Prices range from US$999 for the most basic model with an i5-8300H, 8GB RAM, and 1TB HDD. and no GPU up to nearly US$2850 for an i9/32GB/1TB/4K UHD model.
At the moment, there are no refurbished 9570 models available, but if you wait a few months or so, we will probably see lower-priced refurbs on eBay, Amazon, and the like. Refurbished Dells are a great buy because they are not only hundreds cheaper but you get a free warranty upgrade.
- Constant crashing out-of-the-box. Changed to AHCI (from RAID) and swapped the SSD, and this seems to have fixed this.
- Crashing when GPU is stressed after 2-3 minutes (BIOS update 1.1.4, currently pulled from Dell’s drivers website for some reason, seems to have fixed this). Possible the GPU was not downclocking despite high temperatures, leading to instability.
- Two batteries so far have 9.9% wear brand new.
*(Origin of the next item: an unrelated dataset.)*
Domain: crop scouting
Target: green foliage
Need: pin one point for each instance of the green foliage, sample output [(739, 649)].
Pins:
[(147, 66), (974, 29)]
Dell has advised me that “the batteries are operating as designed”.
- Wi-Fi adapter not working when waking from sleep
The XPS 15 9550 stood head-and-shoulders above its competition on release in 2015, but we’ve seen that lead get whittled down over the past 3 years.
Current competitors to the XPS 15 9570 include the HP Elitebook 1050 G1, Lenovo ThinkPad X1 Extreme, HP ZBook Studio G5, Asus ZenBook Pro UX580, 2018 Razer Blade, Gigabyte Aero 15X, and MSI GS65. However, there are not really any blow-for-blow competitors to the XPS 15 9570: The HP EliteBook has a slower GPU; the ThinkPad X1 Extreme a smaller battery; the ZBook Studio G5 is significantly chunkier; the Asus ZenBook Pro UX580 is larger and more expensive with less build quality; the Razer Blade lacks biometric authentication and after-sales support/service; the MSI GS65 has a dim panel, much poorer build quality, and more ostentatious looks; the Aero 15X lacks biometrics, a centered keyboard, and build quality — and so on.
Despite the remaining space for improvement, the XPS 15 9570 is still one of the most well-rounded hexa-core laptops on the market.
As this is the third iteration of the popular XPS 15 series with this same design, I have subjected it to somewhat more scrutiny than I would the same laptop from another OEM as a first-generation product. It would be remiss of me not to mention my gripes: buggy WiFi, initial instability, no Windows Hello cam, lack of 1080p touch option, and the overall feeling that Dell’s time and effort favored the XPS team’s other products instead. However, I have to say I have been surprised by how well the 9570 stood up to everything I threw at it during testing. Above its other specs, the 9570 delivers a fair amount more GPU muscle with the GTX 1050Ti Max-Q, but its the striking amount of CPU performance in this package that seals the deal. There are now lots of thin-and-light laptops with quad-core hyper-threaded CPUs out there, but there is still only one laptop with the hexa-core CPU, fit and finish, small footprint, competitive pricing, comprehensive support, and overall feature set of the XPS 15 9570 — and that’s why, though it’s far from perfect, it still gets my recommendation.